RAGAS API churn. The RAGAS API has changed significantly across versions. In 0.4.x, use llm_factory for LLM setup — not LangchainLLMWrapper, which older tutorials reference. The ragas.metrics.collections metrics use a different base class than ragas.metrics and aren’t compatible with evaluate() — stick with the top-level imports from ragas.metrics.

LLM-as-judge cost. RAGAS decomposes each answer into individual claims and checks each one against the context. For 20 questions across 4 metrics, expect ~80 LLM calls. At GPT-4o-mini prices this is cents, but with GPT-4o it adds up. Always use a cheaper model for RAGAS evaluation.

Cost assertions don’t work with custom providers. Promptfoo’s cost assertion type requires the provider to return cost data. Custom Python providers don’t — only the built-in OpenAI/Anthropic providers do. If you add a cost assertion to a custom provider config, it will always fail. Remove it; track cost through your provider’s metadata instead.

Ground truth is the bottleneck. RAGAS’s context precision and context recall metrics need ground truth answers. Writing these by hand is tedious but essential — the quality of your RAGAS evaluation is only as good as your ground truth dataset. Start with 15-20 high-quality Q&A pairs rather than 100 sloppy ones.

Final Thought

Promptfoo treats prompts like code — version-controlled, tested, compared. RAGAS treats retrieval like infrastructure — measured, benchmarked, monitored.

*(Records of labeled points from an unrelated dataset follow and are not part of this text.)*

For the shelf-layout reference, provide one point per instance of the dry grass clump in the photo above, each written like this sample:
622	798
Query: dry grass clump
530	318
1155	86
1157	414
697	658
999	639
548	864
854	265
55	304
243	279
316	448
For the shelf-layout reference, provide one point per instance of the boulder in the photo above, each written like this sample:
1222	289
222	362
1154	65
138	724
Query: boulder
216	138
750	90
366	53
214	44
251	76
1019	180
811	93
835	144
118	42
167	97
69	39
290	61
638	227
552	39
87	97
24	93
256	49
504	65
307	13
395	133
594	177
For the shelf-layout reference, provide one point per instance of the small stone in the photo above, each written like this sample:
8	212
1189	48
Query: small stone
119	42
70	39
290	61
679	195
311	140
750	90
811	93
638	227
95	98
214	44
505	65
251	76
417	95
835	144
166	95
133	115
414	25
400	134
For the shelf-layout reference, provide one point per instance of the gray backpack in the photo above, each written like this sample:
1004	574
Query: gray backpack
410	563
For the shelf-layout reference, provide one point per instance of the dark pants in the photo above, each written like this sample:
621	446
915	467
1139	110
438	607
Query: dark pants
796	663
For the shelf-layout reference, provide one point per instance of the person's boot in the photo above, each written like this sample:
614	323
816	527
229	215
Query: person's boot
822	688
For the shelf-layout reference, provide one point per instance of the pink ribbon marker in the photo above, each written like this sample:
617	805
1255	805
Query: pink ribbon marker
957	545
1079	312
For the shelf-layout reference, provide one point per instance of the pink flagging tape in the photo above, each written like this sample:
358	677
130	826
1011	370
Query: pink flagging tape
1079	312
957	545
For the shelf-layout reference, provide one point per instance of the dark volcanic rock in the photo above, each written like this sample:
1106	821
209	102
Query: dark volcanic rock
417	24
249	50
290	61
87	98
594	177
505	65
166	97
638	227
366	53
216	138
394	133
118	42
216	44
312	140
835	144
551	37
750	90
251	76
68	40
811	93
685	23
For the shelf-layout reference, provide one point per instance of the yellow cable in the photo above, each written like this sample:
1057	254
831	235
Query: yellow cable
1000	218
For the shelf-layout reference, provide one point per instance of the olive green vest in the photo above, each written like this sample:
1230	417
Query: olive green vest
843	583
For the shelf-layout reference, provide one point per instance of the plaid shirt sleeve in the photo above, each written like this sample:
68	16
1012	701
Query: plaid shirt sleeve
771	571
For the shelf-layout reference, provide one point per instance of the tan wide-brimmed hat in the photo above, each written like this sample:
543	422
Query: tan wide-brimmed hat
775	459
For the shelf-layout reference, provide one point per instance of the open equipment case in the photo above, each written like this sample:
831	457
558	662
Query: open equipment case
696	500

If you’re building a RAG system, you need both. Use Promptfoo for fast iteration on prompts and output quality. Use RAGAS to understand whether your retrieval pipeline is actually pulling the right context and whether your model is faithful to it.

The wiring is straightforward: your RAG pipeline is a Promptfoo custom provider and a RAGAS data source. Same pipeline, two lenses, full coverage.